Il mercato del lavoro è indicatore di benessere e rimane driver essenziale dell’andamento economico; migliorata nel 2016 l’occupazione, ancora nelle nostre regioni meridionali, tuttavia, non registriamo il calo della disoccupazione e conquistiamo, invece, il podio del valore più elevato dell’UE, dopo la Grecia.

Così come la riduzione del numero di disoccupati non riguarda chi è alla ricerca della prima occupazione, ovvero il 28% dei disoccupati.

Gli inattivi sono a quota 35,1% dei disoccupati. Interessante è anche osservare come cambia il tasso di disoccupazione nella fascia 35-44 anni in relazione al titolo di studio; passa dal 25,4% di chi ha al massimo la licenza elementare al 4,9% di chi possiede almeno la laurea.

I lavoratori più istruiti permangono più a lungo nell’occupazione, ma ancora, per i più giovani, gli indicatori rimangono elevati anche per i laureati, a testimonianza delle difficoltà di ingresso nel mercato del lavoro e del prolungamento dell’inattività per motivi di studio.

Il 2016 è decantato come l’anno dell’aumento dell’occupazione.

Vero, rispetto al 2015.

Dato che siamo in campagna elettorale e con buone intenzioni, cosa proponiamo di concreto a chi è in cerca di una prima occupazione (dato in aumento) e come ci occupiamo degli inattivi, che non lavorano e non vanno neanche a caccia di occupazione?
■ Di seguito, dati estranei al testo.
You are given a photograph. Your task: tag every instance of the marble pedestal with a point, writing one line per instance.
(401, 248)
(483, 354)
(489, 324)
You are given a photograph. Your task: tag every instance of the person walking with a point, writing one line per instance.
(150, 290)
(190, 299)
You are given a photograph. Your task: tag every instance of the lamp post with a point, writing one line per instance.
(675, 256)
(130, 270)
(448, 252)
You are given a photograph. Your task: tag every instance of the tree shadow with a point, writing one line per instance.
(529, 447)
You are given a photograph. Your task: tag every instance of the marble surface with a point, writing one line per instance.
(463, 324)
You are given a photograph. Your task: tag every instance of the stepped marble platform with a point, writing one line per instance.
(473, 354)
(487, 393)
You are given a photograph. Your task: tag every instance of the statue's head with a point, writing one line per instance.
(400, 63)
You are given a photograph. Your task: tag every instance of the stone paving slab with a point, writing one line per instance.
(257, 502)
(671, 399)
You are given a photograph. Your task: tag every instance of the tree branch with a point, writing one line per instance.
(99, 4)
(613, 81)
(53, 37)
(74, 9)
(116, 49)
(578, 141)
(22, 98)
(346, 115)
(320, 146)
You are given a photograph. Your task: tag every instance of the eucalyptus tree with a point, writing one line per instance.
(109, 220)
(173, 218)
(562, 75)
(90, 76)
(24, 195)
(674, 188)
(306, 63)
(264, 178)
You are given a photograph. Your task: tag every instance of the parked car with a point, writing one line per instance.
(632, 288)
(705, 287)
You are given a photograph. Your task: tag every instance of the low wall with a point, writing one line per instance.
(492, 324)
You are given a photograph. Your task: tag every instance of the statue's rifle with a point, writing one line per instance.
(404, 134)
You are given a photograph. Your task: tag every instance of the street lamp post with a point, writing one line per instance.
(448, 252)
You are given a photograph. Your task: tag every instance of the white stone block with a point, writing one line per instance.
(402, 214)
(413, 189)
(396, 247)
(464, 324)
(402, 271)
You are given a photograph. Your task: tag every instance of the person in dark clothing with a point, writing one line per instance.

Davvero oggi la fascia di età dei 15 anni è quella in cui si cerca un’occupazione e si può lavorare fino a 74? No, basta scalare le fasce d’età in avanti per accorgersi che tutto cambia, fermandosi a quella dei 55-64, più veritiera e attuale.

Contestualizziamo i dati, guardiamoci intorno, contiamo in famiglia e in almeno 3 famiglie che conosciamo quanti lavorano e come.

Quest’esercito inizia l’anno sperando nel lavoro, perché anche chi non lo cerca, voglio credere che possa ritrovare la speranza nel futuro.

Non accontentiamoci dei dati generali. Guardiamo in profondità.
Stiamo parlando di over 25 o di under 30, anni in cui la giovinezza dell’anima e del cuore, oltre che del corpo, non tornano più.